On Becoming Empowered

Adapted from Participatory Medicine

This is kind of a “cheat” post since it’s a compilation of other posts, web pages, message board posts and some original thoughts.  I’m writing it to submit to Robin’s Grand Rounds, being hosted next week on her blog.

For all of my early life, I was the good, compliant, patient.  I took whatever pills the doctor prescribed, did whatever tests h/she (most always a he) wrote for.  Believed that whatever he said was the absolute truth.  He had been to med school.  He knew what was wrong with me even though he didn’t live in my body 24/7 and experience what I did.

I know a lot of people are still like this.  Their doctor is like a god to them.  He can do no wrong – even if they don’t feel any better after treatment, even if they feel worse.  “But the doctor said…”

Anyway, I digress.

All this changed for me in 1983.

At first I noticed I’d stopped having my periods and, of course, I thought I was pregnant. I went to my Gynecologist who had no explanation. Lots of women lose their periods for a variety of reasons so no one thought that this was really significant.

Then I got really tired, overly tired. I would take my son to a half hour Choir rehearsal and could not stay awake for the whole time. I would lie down in the back of the van, set an alarm and sleep for the 30 minutes.

A whole raft of other symptoms started appearing – I grew a beard (Hirsuitism), gained weight even though I was on Weight Watchers and working out at the gym nearly every day, lost my period, everything hurt, got what is called a “moon face” and a “buffalo hump” on the back of my neck. I also got stretch marks. I was very depressed but it’s hard to say if that was because of the hormone imbalance or because I felt so bad and no one would listen to me.

I came across a little article in the Ladies Home Journal magazine which said “If you have these symptoms…ask your doctor about Cushing’s”. After that, I started reading everything I could on Cushing’s and asking my doctors. Due to all my reading at the library and medical books I bought, I was sure I had Cushing’s but no one would believe me. Doctors would say that Cushing’s Disease is too rare, that I was making this up and that I couldn’t have it.

I asked doctors for three years – PCP, gynecologist, neurologist, podiatrist – all said the now-famous refrain.  It’s too rare.  You couldn’t have Cushing’s.  I kept persisting in my reading, making copies of library texts even when I didn’t understand them, keeping notes.  I just knew that someone, somewhere would “discover” that I had Cushing’s.

My husband was on the doctors’ sides.  He was sure it was all in my mind (as opposed to all in my head!) and he told me to just think “happy thoughts” and it would all go away.
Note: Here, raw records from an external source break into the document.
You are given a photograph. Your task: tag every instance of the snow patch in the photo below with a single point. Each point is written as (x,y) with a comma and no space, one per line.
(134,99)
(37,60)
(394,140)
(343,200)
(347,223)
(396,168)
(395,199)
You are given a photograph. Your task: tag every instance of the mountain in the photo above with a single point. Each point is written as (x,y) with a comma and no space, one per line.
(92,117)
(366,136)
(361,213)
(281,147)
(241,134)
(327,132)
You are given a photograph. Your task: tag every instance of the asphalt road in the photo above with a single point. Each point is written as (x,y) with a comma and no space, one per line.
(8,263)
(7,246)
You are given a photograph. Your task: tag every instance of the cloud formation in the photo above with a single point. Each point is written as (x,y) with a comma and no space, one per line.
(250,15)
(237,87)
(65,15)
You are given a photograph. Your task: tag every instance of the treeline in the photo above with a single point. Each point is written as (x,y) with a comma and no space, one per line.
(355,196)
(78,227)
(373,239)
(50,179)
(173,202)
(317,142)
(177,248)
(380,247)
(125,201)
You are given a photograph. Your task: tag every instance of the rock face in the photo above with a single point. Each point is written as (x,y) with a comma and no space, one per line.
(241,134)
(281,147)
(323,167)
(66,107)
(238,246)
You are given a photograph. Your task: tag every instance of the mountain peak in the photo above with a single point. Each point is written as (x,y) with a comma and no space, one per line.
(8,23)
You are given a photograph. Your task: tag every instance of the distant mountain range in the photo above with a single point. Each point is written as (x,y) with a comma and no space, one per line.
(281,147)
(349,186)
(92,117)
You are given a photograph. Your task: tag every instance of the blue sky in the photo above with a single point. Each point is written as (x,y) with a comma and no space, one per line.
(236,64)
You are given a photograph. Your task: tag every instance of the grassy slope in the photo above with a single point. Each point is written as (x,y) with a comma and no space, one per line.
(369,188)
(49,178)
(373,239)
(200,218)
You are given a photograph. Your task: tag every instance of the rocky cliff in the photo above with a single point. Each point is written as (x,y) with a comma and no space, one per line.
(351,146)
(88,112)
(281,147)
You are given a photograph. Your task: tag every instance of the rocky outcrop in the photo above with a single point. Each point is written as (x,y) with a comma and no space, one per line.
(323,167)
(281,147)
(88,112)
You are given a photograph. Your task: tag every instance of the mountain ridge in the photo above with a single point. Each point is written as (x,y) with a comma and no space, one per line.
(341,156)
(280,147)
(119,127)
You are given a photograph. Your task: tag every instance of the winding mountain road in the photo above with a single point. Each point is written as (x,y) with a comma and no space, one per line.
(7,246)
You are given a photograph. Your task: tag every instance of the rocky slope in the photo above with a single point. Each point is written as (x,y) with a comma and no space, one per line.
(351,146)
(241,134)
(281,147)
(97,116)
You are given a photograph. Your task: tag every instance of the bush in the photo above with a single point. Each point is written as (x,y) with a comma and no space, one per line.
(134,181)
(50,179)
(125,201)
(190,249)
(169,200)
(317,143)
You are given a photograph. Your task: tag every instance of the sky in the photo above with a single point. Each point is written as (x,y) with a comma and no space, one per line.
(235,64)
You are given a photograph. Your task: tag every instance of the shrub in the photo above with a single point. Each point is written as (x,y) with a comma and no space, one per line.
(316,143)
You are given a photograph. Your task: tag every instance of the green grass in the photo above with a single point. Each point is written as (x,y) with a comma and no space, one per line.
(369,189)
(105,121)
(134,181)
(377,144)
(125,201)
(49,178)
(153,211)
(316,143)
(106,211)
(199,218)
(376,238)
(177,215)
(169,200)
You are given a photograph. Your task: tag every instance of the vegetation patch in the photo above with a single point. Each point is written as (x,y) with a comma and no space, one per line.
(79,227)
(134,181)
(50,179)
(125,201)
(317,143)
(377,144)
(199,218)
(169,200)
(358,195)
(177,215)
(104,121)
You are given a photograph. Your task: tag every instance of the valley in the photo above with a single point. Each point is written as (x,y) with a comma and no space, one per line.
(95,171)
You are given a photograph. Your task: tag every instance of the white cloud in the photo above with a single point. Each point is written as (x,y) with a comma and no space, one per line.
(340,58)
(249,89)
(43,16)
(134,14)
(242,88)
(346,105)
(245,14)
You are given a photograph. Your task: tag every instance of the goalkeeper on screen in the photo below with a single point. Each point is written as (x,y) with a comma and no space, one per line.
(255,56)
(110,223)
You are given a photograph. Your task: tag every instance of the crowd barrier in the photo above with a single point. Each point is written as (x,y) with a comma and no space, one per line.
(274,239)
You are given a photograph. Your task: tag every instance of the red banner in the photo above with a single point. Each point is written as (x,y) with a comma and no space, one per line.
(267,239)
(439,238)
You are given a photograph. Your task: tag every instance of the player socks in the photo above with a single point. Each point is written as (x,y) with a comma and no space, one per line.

A Neurologist gave me Xanax. Since he couldn’t see my tumor with his Magnetic Resonance Imaging (MRI) machine there was “no possibility” that it existed. Boy was he wrong!

Later in 1986 I started bruising incredibly easily. I could touch my skin and get a bruise. On New Year’s Day of 1987 I started bleeding under the skin. My husband made circles around the outside perimeter each hour with a marker, like the rings of a tree. When I went to my Internist the next day he was shocked at the size. He now thought I had a blood disorder so he sent me to a Hematologist/Oncologist.

Fortunately, the Hematologist/Oncologist ran a twenty-four hour urine test and really looked at me. Both he and his partner recognized that I had Cushing’s. Of course, he was sure that he did the diagnosis.  No matter that I had been pursuing this with other doctors for 3 years.

It was not yet determined if it was Cushing’s Disease (Pituitary) or Syndrome (Adrenal). However, he couldn’t help me any further so the Hematologist referred me to an Endocrinologist.

The Endocrinologist, of course, didn’t trust the other tests I had had done so I was back to square one. He ran his own multitude of tests. He had to draw blood at certain times like 9 AM. and 5 PM. There was a dexamethasone suppression test where I took a pill at 10 p.m. and gave blood at 9 am the next day. I collected gallons of urine in BIG boxes (Fun in the fridge!). Those were from 6 a.m. to 6 a.m. to be delivered to his office by 9 a.m. same day. I was always worried that I’d be stopped in rush hour and the police would ask about what was in that big container. I think I did those for a week. He also did standard neurological tests and asked lots of questions.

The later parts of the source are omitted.